New Canaan Country School eighth graders took on the roles of characters from John Steinbeck’s novel Of Mice and Men, to argue the fate of George Milton, accused of murdering his best friend, Lennie Small, during a mock trial last week.
“In the process of reading, class discussions, and adopting roles and staging the trial, students learn to read for content as well as perspective,” says Upper School Teacher Will McDonough. “They're pushed to think analytically and to collaborate...and while these elements are also foundational in thesis-based essays, a trial challenges students to develop an ability to shift their arguments and improvise to connect with their audience, the jury.”
The eighth grade curriculum explores themes of conflict and challenge involving the individual, the group and society. The course's literature also includes Animal Farm and Lord of the Flies.
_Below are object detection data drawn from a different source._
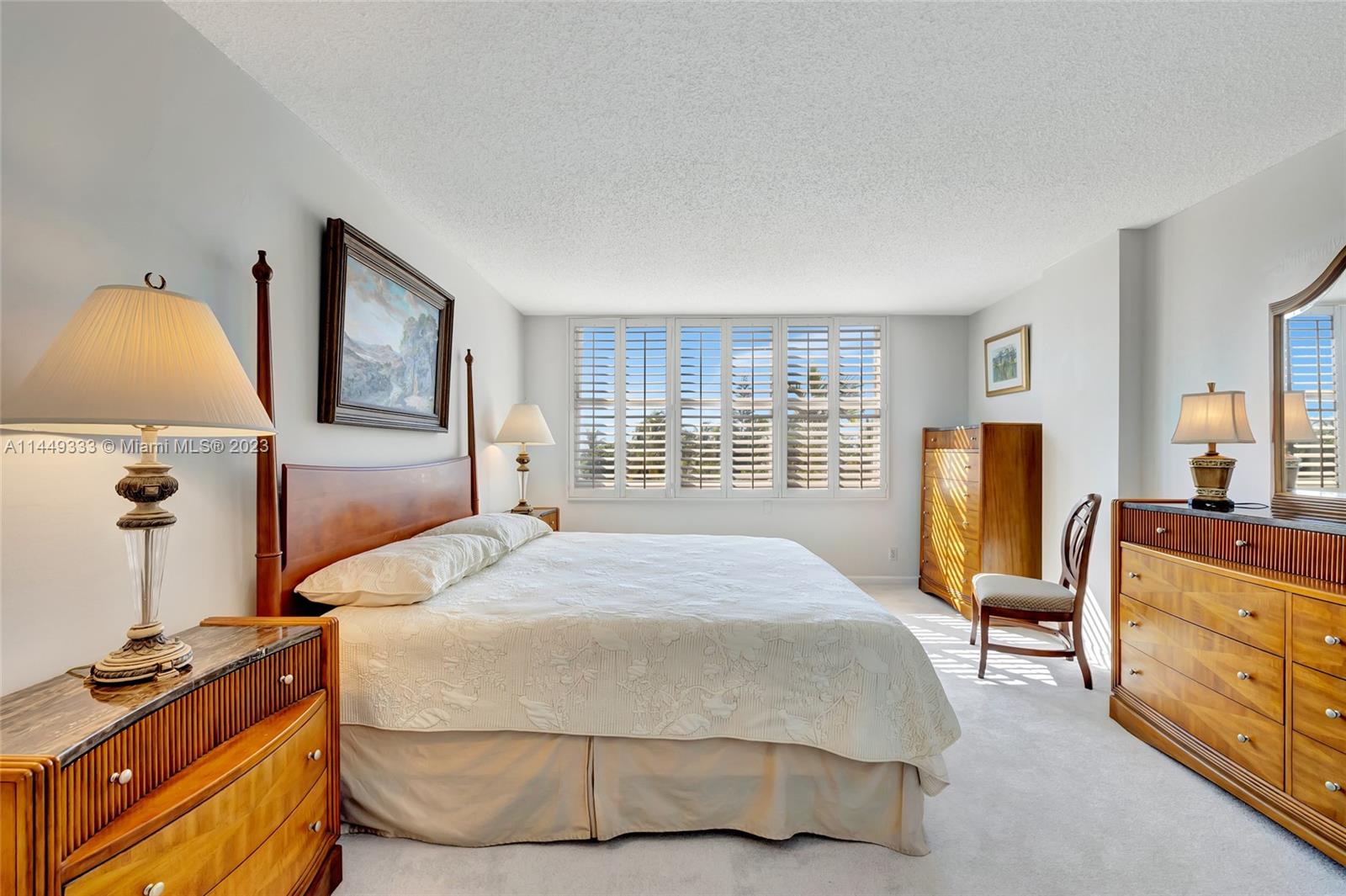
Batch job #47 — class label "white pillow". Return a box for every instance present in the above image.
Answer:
[416,514,552,550]
[294,534,506,607]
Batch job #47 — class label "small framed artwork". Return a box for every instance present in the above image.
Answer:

Students enjoyed the mock trial, but said they also found it challenging. "[As the defendant, George,] I was both rattled and excited by the speed of the prosecution's questions," said eighth grader Huett Nelson of Rowayton.
"It was fun to be in a court situation where you could object, question witnesses, and say that our testimony would be ‘textually evident’ by swearing on a copy of Of Mice and Men," said eighth grader Lilly Krongard of New Canaan.
"It was nerve-wracking how my expectations and planning changed during the trial," said eighth grader Benjamin Herdeg of New Canaan. "The biggest challenge was that the jury hadn't read the book, so our persuasive arguments had to be near perfect."
Upper School teachers Tom Giggi and Bart Fredo will conduct similar mock trial experiences for their eighth grade English classes; Mr. Giggi using Of Mice and Men and Mr. Fredo using Lord of the Flies.